Office Visit: Dr. Bryan Laskin by Kyle Patton, associate editor, Dentaltown magazine

Dentaltown Magazine

This Townie’s Twin Cities practice is multifaceted and “virtually” perfect

by Kyle Patton, associate editor

Dentists spend most of their working hours in their practices, so they usually don’t get many opportunities to see what it’s like inside another doctor’s office. Dentaltown magazine’s recurring Office Visit profile offers a chance for Townies to meet their peers, hear their stories and get a sense of their practice protocols.

In this issue, we introduce Dr. Bryan Laskin, who’s been a Townie since 2003 and has defined the modern dental office through virtual reality, same-day treatments, advanced communication, and a need to be not just an early adopter of new tech but a creator of it, too. Read on and check out Laskin’s Minneapolis-area practice that includes a massive 35-person team, including a small army of associates and specialists.

Office Highlights

Let’s talk about patient anxiety, a subject you’re passionate about. Why does it interest you and how are you addressing it?

Dental anxiety is one of the biggest challenges and, consequently, one of the biggest opportunities for massive growth and improvement in our industry. As dental professionals, we become desensitized to patient anxiety over time. But I encourage dentists to think about what we go through: It’s not uncommon to have patients tell you they “hate you,” or to stare with eyes full of sheer terror as you administer anesthetic. This is unique to dentistry.

It is just wrong that we’re living in the 21st century and 80% of adults admit to experiencing some amount of dental anxiety—and a smaller subset have so much dental fear that they’ll avoid going to the dentist “at all costs,” according to a 2016 Gallup poll.

In the 20 years that I’ve been practicing, there have been phenomenal advancements in clinical dentistry. Yet the experience that patients have is still largely the same as back in the 1950s.

The last real innovation in this space was in 1844, with nitrous oxide.

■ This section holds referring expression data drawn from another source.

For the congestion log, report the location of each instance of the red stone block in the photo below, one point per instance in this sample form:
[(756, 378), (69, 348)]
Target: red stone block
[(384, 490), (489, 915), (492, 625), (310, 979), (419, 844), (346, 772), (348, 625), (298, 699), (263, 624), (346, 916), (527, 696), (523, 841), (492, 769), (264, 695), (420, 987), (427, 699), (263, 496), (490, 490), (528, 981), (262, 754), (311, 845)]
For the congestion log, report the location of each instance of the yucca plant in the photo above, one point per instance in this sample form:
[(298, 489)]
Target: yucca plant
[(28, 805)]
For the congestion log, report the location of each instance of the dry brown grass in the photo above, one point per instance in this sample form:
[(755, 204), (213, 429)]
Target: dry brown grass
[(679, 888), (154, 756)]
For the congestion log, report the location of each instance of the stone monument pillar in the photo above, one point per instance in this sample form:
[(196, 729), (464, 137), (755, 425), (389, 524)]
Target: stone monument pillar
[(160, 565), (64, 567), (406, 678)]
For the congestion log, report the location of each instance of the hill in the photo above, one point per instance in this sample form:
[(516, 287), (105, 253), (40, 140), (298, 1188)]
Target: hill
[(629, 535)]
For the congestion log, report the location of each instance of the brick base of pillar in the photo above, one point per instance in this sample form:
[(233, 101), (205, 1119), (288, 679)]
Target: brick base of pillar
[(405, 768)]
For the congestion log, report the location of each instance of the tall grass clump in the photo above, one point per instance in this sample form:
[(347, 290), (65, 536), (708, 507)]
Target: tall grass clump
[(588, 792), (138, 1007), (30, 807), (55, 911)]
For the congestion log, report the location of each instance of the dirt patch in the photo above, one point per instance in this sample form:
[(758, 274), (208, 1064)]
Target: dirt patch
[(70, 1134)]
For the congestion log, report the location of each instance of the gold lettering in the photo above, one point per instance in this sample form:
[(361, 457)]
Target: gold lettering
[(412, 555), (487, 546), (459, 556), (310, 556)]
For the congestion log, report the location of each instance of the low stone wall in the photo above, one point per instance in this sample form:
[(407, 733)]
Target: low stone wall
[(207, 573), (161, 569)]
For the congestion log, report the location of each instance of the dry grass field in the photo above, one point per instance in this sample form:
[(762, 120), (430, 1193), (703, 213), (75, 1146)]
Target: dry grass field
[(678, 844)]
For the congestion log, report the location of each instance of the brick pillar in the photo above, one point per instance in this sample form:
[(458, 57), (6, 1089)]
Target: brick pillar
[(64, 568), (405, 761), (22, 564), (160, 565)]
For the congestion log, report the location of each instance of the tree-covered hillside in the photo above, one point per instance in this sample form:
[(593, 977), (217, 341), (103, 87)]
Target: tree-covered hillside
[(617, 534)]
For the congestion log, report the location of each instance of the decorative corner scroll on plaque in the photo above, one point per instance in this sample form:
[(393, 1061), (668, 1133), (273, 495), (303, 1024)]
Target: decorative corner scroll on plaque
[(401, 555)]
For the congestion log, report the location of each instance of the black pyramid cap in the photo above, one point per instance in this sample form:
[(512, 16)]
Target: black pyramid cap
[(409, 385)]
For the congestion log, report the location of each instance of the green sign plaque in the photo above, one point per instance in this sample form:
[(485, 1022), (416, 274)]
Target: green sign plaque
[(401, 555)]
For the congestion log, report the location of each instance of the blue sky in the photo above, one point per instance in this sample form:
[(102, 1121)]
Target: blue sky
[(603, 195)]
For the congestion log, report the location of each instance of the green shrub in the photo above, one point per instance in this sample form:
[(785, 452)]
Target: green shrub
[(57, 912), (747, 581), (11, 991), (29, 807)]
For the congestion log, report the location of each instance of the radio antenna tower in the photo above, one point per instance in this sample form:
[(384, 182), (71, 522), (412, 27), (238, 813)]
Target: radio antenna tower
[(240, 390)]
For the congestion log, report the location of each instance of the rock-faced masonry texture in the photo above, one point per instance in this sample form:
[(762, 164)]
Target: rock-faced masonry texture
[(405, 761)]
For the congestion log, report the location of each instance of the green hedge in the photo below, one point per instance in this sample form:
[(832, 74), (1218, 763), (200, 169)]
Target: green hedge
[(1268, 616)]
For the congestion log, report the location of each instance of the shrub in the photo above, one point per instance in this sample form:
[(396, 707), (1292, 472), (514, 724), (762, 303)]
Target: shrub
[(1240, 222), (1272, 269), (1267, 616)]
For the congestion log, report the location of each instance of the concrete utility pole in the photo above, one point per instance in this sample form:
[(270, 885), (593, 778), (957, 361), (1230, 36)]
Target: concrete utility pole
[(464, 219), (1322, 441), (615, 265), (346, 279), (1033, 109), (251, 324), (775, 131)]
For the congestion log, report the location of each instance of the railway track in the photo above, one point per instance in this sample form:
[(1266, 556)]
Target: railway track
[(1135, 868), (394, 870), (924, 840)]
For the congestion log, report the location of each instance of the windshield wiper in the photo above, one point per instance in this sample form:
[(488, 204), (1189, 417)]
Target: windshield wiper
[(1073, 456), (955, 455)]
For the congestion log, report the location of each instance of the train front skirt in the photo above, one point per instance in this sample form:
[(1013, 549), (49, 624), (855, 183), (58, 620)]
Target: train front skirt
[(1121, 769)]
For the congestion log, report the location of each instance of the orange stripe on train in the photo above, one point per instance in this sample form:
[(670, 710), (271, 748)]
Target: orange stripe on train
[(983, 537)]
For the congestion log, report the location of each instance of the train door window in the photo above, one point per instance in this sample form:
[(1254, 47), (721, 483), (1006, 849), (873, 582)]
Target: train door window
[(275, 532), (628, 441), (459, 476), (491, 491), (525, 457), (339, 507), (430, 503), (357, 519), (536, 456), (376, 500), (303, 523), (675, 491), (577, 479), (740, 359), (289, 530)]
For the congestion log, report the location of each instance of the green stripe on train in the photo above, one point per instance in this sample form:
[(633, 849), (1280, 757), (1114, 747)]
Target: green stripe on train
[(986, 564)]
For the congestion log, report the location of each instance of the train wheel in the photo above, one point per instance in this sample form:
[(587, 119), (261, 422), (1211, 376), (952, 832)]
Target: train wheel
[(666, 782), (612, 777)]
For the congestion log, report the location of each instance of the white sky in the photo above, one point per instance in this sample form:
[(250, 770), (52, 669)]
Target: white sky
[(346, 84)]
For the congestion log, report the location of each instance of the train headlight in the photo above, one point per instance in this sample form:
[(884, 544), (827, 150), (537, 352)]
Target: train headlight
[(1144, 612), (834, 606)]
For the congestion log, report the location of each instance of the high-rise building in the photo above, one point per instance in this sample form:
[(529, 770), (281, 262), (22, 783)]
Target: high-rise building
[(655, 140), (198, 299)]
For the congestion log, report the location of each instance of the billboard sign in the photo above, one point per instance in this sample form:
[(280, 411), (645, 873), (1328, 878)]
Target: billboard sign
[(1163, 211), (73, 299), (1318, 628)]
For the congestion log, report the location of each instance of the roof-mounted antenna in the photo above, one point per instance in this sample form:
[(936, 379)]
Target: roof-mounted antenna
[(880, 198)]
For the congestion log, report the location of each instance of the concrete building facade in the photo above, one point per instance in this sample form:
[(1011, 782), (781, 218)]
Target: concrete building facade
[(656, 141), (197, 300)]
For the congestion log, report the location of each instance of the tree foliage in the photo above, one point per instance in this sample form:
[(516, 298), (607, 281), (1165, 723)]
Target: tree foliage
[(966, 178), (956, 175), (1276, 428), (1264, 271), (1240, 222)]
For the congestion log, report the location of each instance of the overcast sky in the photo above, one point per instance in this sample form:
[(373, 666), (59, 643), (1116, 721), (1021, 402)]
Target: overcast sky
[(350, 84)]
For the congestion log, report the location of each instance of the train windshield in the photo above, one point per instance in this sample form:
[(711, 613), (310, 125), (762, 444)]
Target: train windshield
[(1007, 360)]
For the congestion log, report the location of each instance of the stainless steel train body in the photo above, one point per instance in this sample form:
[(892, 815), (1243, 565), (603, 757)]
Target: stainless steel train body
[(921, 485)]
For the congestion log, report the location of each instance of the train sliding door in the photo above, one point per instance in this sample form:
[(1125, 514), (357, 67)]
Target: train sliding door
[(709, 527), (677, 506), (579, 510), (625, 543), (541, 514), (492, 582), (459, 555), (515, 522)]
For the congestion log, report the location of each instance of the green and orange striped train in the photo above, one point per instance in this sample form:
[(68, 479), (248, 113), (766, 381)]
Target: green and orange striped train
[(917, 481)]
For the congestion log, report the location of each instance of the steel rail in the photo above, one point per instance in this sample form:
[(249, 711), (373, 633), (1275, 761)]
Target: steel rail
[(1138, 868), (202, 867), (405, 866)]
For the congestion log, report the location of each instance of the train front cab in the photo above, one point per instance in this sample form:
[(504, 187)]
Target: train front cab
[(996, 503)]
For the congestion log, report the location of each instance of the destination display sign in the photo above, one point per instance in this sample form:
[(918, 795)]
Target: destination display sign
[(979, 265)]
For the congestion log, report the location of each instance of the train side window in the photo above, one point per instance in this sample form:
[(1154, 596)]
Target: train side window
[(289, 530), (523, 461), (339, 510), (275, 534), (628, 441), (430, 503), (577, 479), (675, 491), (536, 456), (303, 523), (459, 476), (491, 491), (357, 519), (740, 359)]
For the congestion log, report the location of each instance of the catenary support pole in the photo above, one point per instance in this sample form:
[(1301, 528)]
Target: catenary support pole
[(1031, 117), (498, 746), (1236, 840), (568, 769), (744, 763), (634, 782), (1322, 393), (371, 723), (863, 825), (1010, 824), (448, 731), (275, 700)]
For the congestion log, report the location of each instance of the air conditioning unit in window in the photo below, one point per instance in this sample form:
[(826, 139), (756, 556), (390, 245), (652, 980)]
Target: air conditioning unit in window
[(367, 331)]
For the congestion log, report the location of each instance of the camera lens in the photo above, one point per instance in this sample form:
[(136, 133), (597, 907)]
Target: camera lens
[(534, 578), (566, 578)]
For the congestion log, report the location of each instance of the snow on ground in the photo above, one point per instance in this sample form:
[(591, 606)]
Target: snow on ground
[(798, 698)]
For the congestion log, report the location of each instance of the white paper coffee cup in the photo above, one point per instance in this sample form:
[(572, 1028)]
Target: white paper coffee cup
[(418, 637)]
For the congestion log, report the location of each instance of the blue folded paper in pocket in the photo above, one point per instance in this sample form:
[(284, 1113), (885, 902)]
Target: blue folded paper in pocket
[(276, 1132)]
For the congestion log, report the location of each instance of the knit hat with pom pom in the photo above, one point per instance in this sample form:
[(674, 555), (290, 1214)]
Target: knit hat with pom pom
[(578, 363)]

Something I’m very excited about and have been using in my practice is virtual reality (VR)—or as I like to call it, “digital nitrous.”

More and more, we’re seeing VR as a source of entertainment—video games, experiences created by TV networks. You’re using VR to enhance the patient experience. What exactly are you doing and how has it been going?

What really drove me to pursue VR as a solution to pain and anxiety in the operatory stemmed from the massive amount of clinical research around its ability to reduce pain and anxiety. Many people don’t know this, but there are great, respected organizations doing some incredible research out there. Once I reviewed the research and verified the claims, I knew this was something I had to make work for dentistry.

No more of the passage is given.